Good luck banning foreign owners if 20% of your state GDP is real estate deals
(real numbers for British Columbia; they also tried foreign buyer tax,
although the Chinese figured out some loopholes). Good luck banning foreign
investments if millions of local jobs exist solely to make the companies look
like better investments, and millions more are tied to advertising,
accounting, cloud and other services provided to VC-backed companies.

You can't stop the slowly accumulating long-term effects without a
considerable mid-term depression, and no politician will go for it because the
majority of voters is very short-sighted.

------
gfodor
> Central bank rate setting is basically an adjustable rate mortgage for
> states and their entire economic systems.

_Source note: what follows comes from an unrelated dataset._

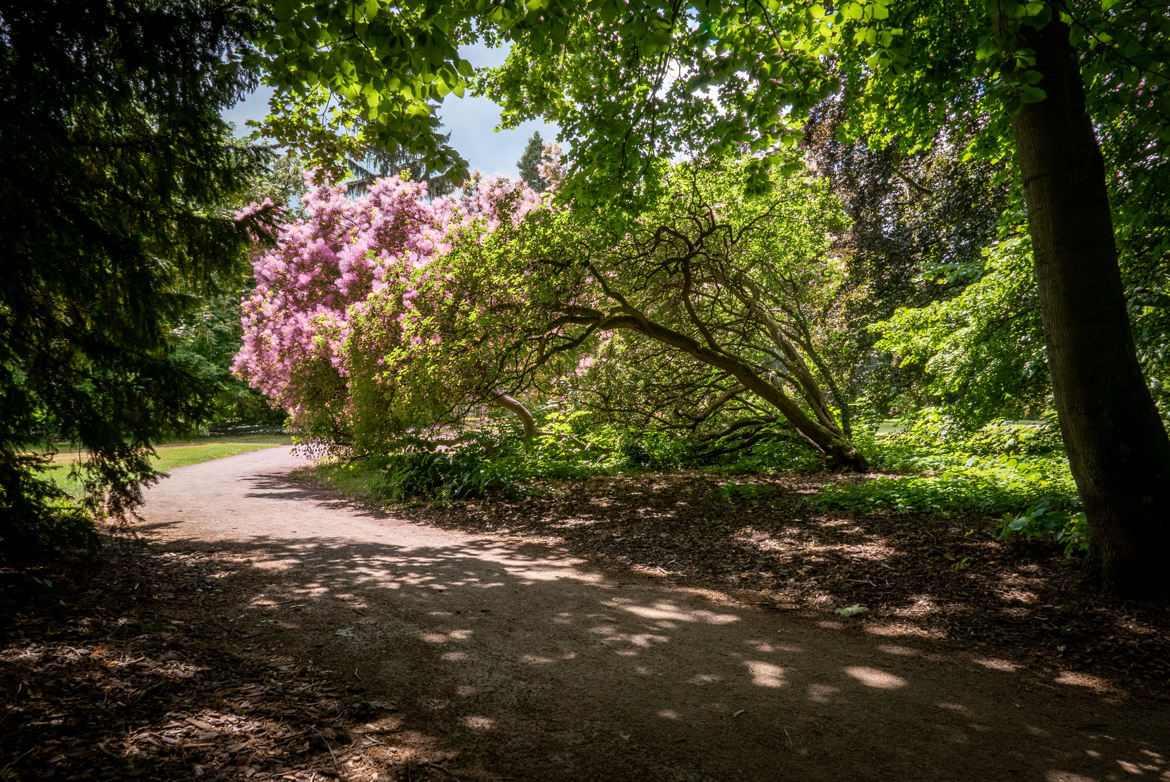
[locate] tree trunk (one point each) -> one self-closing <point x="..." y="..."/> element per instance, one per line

The debt markets are complex but at a high level, this is an absurd analogy.
The debt the author is worried about are largely based upon fixed interest
rates for the life of the debt. As such, one can write down on a piece of
paper the obligations borrowers have, and they will not change over time due
to the structure of the debt.

If one is going to write an article about predictions based upon the interest
rate markets, one needs to do better than "wow, look at all this debt, surely
it will not be possible for parties to meet their expected obligations!" If we
were in a _high_ rate environment, would one argue there is _less_ default
risk? It doesn't make sense.

If you're going to make a prediction, make a prediction. Don't just say
"countries will default" if you can't explain what chain of causality gets you
there. High debt loads with low rates do not cause defaults: other events do,
ones that are hard or impossible to predict. So the analysis contains zero
real predictions or information, other than claiming that somehow an
unexpected crisis will be made worse by the debt. It seems equally likely as
not that debt will exacerbate whatever the next crisis is, it seems
_extremely_ unlikely that it will be the root cause.

------
eranimo
> Well of course we shouldn’t have funded state entitlement programs with
> trillions in low-interest debt and ensured our governments and, by
> extension, our societies were addicted to low interest rate revolving credit
> facilities writ large.

The author doesn't mention the single largest source of increase in federal
debt the last few years: the military and tax cuts for the wealthy.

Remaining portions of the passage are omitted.